O relatório do Tribunal de Contas (TC) sobre a auditoria à gestão da RTP entre 1997 e 2000 é arrasador não só para o Estado como para as sucessivas administrações. Falta de estratégia global para a empresa, ausência de orientação na compra de programas, pessoal a mais e falta de controlo nos recursos humanos, custos de transmissões de futebol acima dos benefícios e prejuízos nas empresas participadas são algumas das acusações do Tribunal de Contas que questiona ainda a necessidade da Portugal Global.

Por tudo isto, e tendo em conta que a empresa está tecnicamente falida, o TC considera que muito dificilmente o plano de reestruturação da RTP possa dar frutos, como se previa, em 2004.

De acordo com as conclusões da auditoria do TC, a gestão da RTP no quadriénio em análise foi marcada, segundo relatórios de consultores externos e da Inspecção-Geral de Finanças, por "deficiências ao nível do planeamento, do controlo orçamental e da não responsabilização dos responsáveis pelos desvios verificados, designadamente no que respeita a custos com programas e pessoal". O maior sorvedouro de dinheiro foi, segundo o TC, o primeiro canal, cuja exploração "conduziu, entre 1994 e 2000, a um avolumar contínuo de prejuízos" que contribuiu "para a formação do défice operacional da globalidade da RTP".
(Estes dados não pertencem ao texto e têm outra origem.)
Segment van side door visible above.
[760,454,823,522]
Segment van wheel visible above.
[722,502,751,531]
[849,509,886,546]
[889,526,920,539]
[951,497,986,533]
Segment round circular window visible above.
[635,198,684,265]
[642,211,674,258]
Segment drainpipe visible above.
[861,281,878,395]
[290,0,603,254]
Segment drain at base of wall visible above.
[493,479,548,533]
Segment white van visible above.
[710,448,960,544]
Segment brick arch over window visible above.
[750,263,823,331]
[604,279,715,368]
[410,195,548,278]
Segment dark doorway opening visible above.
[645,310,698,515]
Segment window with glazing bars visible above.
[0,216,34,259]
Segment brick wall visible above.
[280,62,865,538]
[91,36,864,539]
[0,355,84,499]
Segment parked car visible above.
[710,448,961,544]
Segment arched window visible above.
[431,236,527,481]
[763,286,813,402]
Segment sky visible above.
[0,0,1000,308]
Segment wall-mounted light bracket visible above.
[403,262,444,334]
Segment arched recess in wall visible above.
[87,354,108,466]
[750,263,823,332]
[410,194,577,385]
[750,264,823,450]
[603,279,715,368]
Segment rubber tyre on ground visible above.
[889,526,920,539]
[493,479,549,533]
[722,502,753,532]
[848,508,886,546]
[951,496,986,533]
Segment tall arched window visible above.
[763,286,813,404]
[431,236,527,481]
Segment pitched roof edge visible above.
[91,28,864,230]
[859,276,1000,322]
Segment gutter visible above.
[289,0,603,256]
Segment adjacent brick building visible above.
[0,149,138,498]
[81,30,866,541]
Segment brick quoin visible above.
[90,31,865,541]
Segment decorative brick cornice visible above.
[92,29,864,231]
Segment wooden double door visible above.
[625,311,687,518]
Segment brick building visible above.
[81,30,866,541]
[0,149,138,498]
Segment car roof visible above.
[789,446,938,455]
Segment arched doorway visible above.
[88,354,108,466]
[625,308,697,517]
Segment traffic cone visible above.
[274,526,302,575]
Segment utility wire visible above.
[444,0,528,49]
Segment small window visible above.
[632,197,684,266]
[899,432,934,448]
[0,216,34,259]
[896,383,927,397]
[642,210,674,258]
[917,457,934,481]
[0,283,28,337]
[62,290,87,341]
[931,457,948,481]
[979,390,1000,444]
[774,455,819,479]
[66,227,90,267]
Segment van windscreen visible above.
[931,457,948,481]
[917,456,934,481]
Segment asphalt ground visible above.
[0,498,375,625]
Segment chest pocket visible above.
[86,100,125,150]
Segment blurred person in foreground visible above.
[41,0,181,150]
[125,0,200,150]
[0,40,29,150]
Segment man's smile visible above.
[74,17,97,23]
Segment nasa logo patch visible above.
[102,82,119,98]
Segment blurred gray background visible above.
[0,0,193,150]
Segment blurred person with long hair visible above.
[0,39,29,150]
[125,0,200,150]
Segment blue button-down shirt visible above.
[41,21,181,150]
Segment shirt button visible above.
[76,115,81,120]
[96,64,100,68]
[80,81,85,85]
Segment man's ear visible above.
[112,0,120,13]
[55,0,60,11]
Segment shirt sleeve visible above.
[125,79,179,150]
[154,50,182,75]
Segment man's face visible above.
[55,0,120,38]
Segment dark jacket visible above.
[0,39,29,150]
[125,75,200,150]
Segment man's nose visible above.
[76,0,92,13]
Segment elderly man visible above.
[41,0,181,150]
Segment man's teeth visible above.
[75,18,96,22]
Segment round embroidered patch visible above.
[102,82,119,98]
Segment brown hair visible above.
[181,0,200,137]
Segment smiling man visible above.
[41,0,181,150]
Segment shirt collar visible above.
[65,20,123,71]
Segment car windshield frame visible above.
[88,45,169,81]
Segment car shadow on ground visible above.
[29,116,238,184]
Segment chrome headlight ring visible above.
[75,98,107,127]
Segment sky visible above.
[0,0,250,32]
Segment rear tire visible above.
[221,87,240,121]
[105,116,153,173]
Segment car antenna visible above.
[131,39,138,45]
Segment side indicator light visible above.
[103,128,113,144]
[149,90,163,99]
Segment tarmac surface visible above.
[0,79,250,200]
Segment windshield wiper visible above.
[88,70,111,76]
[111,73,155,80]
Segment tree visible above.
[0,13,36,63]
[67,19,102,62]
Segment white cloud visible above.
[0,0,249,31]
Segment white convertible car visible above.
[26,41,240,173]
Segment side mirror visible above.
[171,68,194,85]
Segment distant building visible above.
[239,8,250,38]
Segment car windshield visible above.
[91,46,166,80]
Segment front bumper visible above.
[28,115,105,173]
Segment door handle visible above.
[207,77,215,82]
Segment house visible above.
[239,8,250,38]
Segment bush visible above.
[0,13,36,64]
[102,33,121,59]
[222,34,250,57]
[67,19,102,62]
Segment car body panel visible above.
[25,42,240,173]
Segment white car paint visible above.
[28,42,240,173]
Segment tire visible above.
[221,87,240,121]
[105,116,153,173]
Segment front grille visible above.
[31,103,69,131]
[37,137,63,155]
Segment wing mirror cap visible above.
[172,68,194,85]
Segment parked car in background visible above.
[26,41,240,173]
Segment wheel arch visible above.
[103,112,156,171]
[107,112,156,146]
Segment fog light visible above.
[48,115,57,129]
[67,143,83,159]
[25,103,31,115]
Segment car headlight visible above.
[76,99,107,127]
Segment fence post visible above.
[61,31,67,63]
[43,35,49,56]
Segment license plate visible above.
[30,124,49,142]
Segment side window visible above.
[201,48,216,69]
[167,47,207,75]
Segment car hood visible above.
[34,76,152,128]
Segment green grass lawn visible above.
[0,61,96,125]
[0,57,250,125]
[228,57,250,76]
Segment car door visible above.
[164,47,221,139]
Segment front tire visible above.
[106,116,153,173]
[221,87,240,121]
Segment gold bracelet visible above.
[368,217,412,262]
A empresa pública de televisão não cumpriu o disposto no contrato de concessão "em matéria de produtividade e eficiência". Apesar disso, a prestação de serviço público é precisamente uma área em que o TC também aponta o dedo ao Governo. Especialmente porque o próprio contrato, afirma a auditoria, "não permite apurar nem precisar com clareza, em que consiste a prestação do serviço público, ao nível da programação emitida", e até "revela carências relativamente às normas comunitárias". Ao não estabelecer objectivos ou metas à empresa, é ele que convida "à ineficiência e à ineficácia gestionária da RTP e, até, à desresponsabilização dos respectivos intervenientes". Por outro lado, não existe efectivo controlo exterior da prestação de serviço público e o Estado não atribui os montantes de indemnização compensatória que a RTP reclama.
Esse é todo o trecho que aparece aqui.